Several Republican governors have embraced a key pillar of President Obama’s health-care law and agreed to a major expansion of Medicaid, representing a significant retreat from their party’s earlier, widespread opposition.
Many Republicans balked at the prospect of growing the already costly Medicaid entitlement program when the Supreme Court made that part of the health-care law optional for states in a ruling last June. Supporters of the law worried that the opposition, driven by Republican governors, could undermine the entire health-care overhaul by shrinking the pool of Americans who would gain coverage.
But six Republican governors have announced they are planning to join the program, including Michigan’s Rick Snyder on Wednesday and Ohio’s John Kasich on Monday. Jan Brewer of Arizona announced her support in mid-January.
This extraordinary turnaround suggests that the lure of federal dollars could halt Republican obstruction of the health-care overhaul. Twenty-two states and the District are now on board, and 17 others are deliberating. The remaining 11, all with Republican governors, have said no — but observers believe the recent decisions could change some minds.

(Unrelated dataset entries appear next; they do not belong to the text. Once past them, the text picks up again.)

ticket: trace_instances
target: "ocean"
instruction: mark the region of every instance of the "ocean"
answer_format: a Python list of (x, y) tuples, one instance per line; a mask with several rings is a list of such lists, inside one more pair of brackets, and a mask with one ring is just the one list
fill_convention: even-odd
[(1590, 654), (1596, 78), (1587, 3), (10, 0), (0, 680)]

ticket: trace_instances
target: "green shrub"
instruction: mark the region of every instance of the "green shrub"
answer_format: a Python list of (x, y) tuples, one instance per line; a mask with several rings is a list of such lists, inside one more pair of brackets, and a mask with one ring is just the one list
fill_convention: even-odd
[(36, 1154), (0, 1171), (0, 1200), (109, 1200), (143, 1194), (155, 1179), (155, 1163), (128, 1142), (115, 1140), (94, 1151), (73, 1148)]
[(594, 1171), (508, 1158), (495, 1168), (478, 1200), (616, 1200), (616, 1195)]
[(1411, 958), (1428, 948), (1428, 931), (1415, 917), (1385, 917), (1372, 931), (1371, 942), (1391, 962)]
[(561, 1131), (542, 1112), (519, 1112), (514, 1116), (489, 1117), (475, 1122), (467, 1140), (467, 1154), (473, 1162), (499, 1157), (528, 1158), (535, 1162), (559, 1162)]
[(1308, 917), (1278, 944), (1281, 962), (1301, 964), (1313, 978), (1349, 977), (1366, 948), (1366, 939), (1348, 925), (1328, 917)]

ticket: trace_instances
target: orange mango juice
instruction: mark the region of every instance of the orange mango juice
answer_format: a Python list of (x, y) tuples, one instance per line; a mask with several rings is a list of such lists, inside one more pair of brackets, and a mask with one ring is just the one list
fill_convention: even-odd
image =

“It’s a tipping point,” Bill Pierce, a former Health and Human Services official under President George W. Bush, said. “You’ve now got a real conservative state, a battleground state and a blue state all signed up. If you’re a Republican governor thinking about this, you fit into one of those categories.”
The Medicaid expansion is a critical piece of the Affordable Care Act, Obama’s signature policy accomplishment. Half of the 30 million Americans expected to gain health insurance will do so by moving onto Medicaid, beginning Jan. 1.
Since the court’s decision, hospitals and other health-care providers have lobbied governors aggressively to agree to expand their Medicaid programs. The providers had accepted billions of dollars in cuts to health-care reimbursements because they thought they would gain millions of newly insured patients through Medicaid.
They have teamed up with local chambers of commerce and small businesses to argue that states could net a windfall of federal dollars with little investment of their own, because the law guaranteed that virtually all of the newcomers to Medicaid would be covered with federal money.
Governors have become increasingly worried about getting their fair share: If they do not extend Medicaid, their federal tax dollars will still foot the bill for expansions in other states. The Obama administration has also gone out of its way to reassure governors that upcoming budget reductions will not derail the program.
“Medicaid cuts for this president are not on the table,” White House senior economic adviser Gene Sperling told a conference of health advocates last week.
‘Obamacare Flippers’
Any health law program remains a tough sell among conservatives and could endanger governors seeking reelection as soon as next year. Most Republican governors, including Brewer and Kasich, have refused to set up health insurance marketplaces, another part of the ACA meant to extend coverage to the uninsured. But because of their positions on Medicaid, the Wall Street Journal’s editorial board recently described those two governors as “Obamacare Flippers” who accepted “Mr. Obama’s Medicaid bribe.”
“This is going to be a serious problem for them if they want to seek higher office,” said Michael Cannon, the health policy director at the libertarian Cato Institute. “It doesn’t matter if they say ‘I don’t consider this Obamacare.’ Their base does, and their base really dislikes this law.”
The Medicaid expansion will cover Americans below 133 percent of the federal poverty line — $11,170 for an individual — in 2014. Currently, many of these people have no coverage at all. If all states were to participate in the Medicaid expansion, the Congressional Budget Office estimates an additional 17 million Americans would be covered by 2022.
If a state does not expand Medicaid, residents with incomes above the poverty line could access federal subsidies to purchase a private health plan. Those who earn less would not have access to the health coverage expansion.
“The logjam has broken,” said Ron Pollack, executive director of Families USA, a health advocacy group that supports the law. “When you have a governor like Kasich getting to yes, you have a critical mass.”
Pollack’s group will soon launch a $1 million campaign targeting about a dozen states still on the fence about the Medicaid provision. Families USA will also release data on the economic effect it would have in each state, detailing the additional health-care jobs it could generate.
“The business standpoint will be compelling to Republican governors who are otherwise critical of the law,” Pollack said.